Fafnir wrote: Oh, I certainly vote with my dollar, but the problem is that that is not enough. The problem with the 'vote with your dollar' response is that it doesn't take into account why we're not buying the product. I want to enjoy 40k enough to buy back in. It was my introduction to traditional games, and there was a time when I enjoyed it very much. I want to buy 40k, but Gamesworkshop is doing their very best to push me away, and simply not buying their product won't tell them that.
GW is doing things we don't need them to, but isn't doing things we need them to do.
Yes if you want to put it that way.
To be clear I have nothing against Unbound in itself. It obviously can be a riot of fun to lob everything on the table and play a big battle. I just don't need to pay GW £60 for permission to do that.

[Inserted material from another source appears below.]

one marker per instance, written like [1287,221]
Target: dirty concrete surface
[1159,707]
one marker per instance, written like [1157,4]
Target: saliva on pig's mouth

Kilkrazy wrote: To be clear I have nothing against Unbound in itself. It obviously can be a riot of fun to lob everything on the table and play a big battle. I just don't need to pay GW £60 for permission to do that.
Yep, did that pre-7th. CSM + Renegade Guard (IG) + Daemons, all treated as battle brothers. My group loved the list - but I wouldn't have taken it to a shop where the reasonable "baseline" didn't allow it. Unbound just creates too potential problems for random and tournament games. Home games weren't helped by this, random and tournament games were hurt. It's a similar problem imo to Map Packs in multiplayer FPS games - it fractures the community reducing the players available to any group which results in it dying off much quicker. 40k *really* doesn't need more difficulty getting games given the already declining playerbase.